A third (30%) of adults said British film and TV influenced their view of the country, it said.
🇬🇧 A sign of quality
New @BFI research shows British-made film and TV drives tourism with two-thirds of people coming to the UK influenced by locations and landmarks featured in our world-leading #CreativeIndustries#HereForCulture | https://t.co/gqbQklNFkx pic.twitter.com/RiFquOIlyv
— DCMS (@DCMS) December 9, 2021
Two-thirds (66%) of respondents who had previously visited the UK said seeing famous British locations and landmarks on screen influenced their decision.
The report, administered by the British Film Institute (BFI), concluded that the UK screen industry had “a strong presence globally and enjoys a high-quality reputation, with perceived strengths in emotional engagement and sense of humour”.
Its strength lay in being perceived as “cultured, intelligent and authentic” but some audiences also saw UK output as being “less exciting and risk-taking”.
The report’s authors also suggested “young, diverse” on-screen talent had the potential to boost “overall perceptions of freshness and modernity”.
The findings, from across 15 international territories, were the result of combining multiple research strands including focus groups, analysis of social media and an online survey of more than 15,000 responses.
Minister for the creative industries, Julia Lopez, said: “The UK independent production industry is world-leading, consistently serving up innovative, creative and inspirational content for big and small screens that wow audiences across the globe.
“Thanks to our brilliant UK Global Screen Fund, we are helping to create skilled jobs and boosting the UK’s international influence, which has a positive knock-on impact on tourism and the wider economy.”
It comes as the DCMS announced nine more co-productions would receive a share of £1.32 million from the £7 million UK Global Screen Fund, administered by the BFI.
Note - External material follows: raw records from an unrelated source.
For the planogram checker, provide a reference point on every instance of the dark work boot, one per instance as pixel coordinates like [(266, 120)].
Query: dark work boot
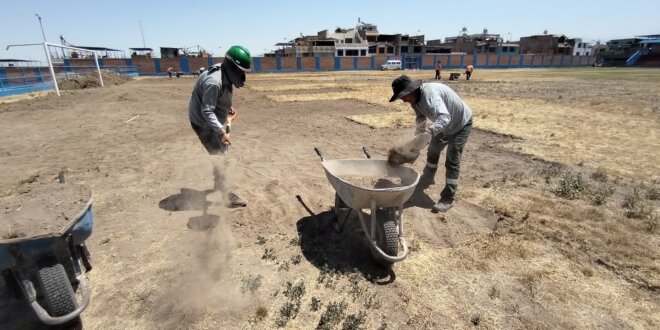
[(442, 206), (235, 201)]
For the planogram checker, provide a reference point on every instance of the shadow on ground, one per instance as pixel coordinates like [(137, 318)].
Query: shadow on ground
[(191, 199), (420, 198), (346, 251)]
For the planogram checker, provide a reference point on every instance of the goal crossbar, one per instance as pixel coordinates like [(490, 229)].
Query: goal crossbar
[(46, 46)]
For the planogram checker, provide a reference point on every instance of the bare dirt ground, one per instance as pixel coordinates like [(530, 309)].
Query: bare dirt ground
[(535, 240)]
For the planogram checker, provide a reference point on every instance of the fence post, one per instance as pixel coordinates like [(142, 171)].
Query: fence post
[(257, 64), (3, 76), (157, 65)]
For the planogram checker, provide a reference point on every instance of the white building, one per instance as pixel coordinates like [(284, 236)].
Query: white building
[(582, 48)]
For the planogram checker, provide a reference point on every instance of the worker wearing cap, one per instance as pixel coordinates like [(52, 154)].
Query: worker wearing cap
[(210, 109), (451, 123)]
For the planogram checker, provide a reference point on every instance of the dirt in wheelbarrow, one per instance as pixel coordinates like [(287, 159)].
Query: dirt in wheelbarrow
[(372, 182), (42, 209)]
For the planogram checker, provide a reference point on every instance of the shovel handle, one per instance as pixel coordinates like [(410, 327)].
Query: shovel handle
[(318, 152), (366, 152)]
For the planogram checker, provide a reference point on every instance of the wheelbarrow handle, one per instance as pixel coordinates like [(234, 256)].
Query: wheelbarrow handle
[(366, 152), (318, 152)]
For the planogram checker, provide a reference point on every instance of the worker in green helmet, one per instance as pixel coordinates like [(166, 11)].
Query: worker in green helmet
[(211, 110)]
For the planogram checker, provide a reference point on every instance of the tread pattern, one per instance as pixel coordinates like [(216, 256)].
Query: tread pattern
[(57, 291)]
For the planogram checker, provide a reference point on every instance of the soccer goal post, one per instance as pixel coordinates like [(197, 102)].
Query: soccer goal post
[(47, 46)]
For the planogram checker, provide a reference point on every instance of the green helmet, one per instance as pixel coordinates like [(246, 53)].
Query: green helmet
[(240, 56)]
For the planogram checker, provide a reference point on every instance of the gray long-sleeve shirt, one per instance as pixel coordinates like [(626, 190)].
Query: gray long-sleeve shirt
[(211, 100), (443, 107)]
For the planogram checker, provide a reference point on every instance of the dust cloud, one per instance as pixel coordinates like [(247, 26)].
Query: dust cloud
[(207, 281)]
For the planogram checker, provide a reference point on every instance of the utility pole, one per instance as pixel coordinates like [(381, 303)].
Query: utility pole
[(42, 27), (144, 44)]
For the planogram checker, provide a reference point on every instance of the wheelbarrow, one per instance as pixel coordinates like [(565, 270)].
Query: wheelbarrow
[(383, 225), (47, 269)]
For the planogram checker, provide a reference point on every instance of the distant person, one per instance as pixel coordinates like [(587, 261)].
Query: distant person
[(468, 71), (211, 110), (451, 123), (438, 67)]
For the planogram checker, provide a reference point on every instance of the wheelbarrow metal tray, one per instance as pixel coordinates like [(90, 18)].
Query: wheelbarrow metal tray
[(80, 228), (360, 197)]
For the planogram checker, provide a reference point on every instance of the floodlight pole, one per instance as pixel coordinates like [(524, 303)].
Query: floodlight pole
[(42, 27)]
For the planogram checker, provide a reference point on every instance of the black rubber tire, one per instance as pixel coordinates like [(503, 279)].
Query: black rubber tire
[(56, 288), (387, 236)]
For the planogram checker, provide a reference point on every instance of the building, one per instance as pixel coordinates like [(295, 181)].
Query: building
[(545, 44), (581, 48)]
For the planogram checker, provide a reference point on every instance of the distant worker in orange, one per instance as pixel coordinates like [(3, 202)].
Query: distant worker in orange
[(468, 71), (438, 67)]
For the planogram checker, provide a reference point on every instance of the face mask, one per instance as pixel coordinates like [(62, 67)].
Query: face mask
[(235, 75)]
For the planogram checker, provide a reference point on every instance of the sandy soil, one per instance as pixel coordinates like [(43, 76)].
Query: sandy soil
[(41, 210), (168, 255)]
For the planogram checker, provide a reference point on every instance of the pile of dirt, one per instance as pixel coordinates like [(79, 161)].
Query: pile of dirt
[(373, 182), (42, 210), (91, 80)]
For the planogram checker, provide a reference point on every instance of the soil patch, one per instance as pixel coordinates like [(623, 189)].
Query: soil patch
[(41, 210), (91, 80)]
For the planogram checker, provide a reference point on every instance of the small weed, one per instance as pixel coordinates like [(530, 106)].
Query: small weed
[(295, 291), (600, 193), (296, 259), (651, 223), (295, 241), (587, 272), (261, 313), (333, 314), (415, 246), (328, 277), (372, 301), (269, 254), (250, 283), (355, 289), (13, 234), (635, 206), (354, 321), (284, 266), (288, 311), (315, 304), (475, 319), (494, 292), (653, 193), (600, 175), (571, 186)]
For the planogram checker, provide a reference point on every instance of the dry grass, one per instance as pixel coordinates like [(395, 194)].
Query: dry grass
[(537, 266), (580, 132)]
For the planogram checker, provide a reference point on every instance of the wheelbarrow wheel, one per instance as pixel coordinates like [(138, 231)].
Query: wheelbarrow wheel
[(387, 235), (56, 288)]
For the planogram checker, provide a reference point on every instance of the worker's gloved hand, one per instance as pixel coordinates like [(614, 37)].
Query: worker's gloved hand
[(224, 138), (420, 141), (231, 115)]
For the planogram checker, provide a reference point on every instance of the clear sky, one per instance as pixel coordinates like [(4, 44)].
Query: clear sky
[(259, 25)]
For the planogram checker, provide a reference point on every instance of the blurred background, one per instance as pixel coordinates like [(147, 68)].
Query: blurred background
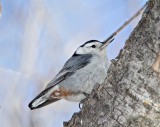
[(37, 37)]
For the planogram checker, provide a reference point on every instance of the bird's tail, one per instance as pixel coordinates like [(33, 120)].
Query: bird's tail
[(42, 100)]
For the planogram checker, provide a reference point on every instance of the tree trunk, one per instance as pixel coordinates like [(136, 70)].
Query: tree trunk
[(130, 95)]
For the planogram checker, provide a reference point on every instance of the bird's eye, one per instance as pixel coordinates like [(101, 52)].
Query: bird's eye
[(93, 46)]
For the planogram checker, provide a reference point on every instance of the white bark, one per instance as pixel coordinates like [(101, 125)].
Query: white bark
[(130, 95)]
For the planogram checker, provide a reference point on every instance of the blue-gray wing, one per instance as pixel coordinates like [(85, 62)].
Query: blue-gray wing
[(75, 63)]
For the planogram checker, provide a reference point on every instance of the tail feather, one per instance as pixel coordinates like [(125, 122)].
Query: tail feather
[(42, 100)]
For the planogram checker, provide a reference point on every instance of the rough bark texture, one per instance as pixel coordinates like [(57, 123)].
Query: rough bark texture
[(130, 95)]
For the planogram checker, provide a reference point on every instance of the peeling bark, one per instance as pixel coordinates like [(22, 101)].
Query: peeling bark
[(130, 95)]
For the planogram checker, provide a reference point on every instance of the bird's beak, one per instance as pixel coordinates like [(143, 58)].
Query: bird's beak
[(106, 43)]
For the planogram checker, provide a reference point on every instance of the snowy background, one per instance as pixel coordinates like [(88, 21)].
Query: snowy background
[(37, 37)]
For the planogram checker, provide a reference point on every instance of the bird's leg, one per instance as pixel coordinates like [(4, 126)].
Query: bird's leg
[(82, 101)]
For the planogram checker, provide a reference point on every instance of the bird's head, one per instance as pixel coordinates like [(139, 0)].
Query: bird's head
[(93, 47)]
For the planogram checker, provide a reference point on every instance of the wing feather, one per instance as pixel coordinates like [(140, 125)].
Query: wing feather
[(75, 63)]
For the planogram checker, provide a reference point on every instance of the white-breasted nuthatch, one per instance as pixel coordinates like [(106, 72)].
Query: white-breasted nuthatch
[(87, 67)]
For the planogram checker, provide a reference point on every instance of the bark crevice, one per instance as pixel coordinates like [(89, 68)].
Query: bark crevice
[(130, 95)]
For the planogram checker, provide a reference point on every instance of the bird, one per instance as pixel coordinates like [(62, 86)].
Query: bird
[(87, 67)]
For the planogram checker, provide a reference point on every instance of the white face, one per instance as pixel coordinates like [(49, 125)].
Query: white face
[(91, 47)]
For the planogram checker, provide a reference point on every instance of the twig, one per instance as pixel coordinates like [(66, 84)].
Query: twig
[(126, 23)]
They included The Miracle Club starring Dame Maggie Smith, Kathy Bates and Laura Linney, as well as The Tutor and Ghastly Ghoul.
Neil Peplow, director of international at the BFI, said: “This extensive global research shaped how the new brand ScreenUK was developed, giving us valuable insights into how people around the world see us.
“When it comes to creativity and storytelling, the UK consistently produces outstanding talent and content and this report underlines how influential the UK film, TV and games sectors are on the global stage.
“We now have a huge opportunity to build on this reputation and show the full breadth, diversity and innovation we can offer to audiences, and support our screen businesses to succeed internationally.”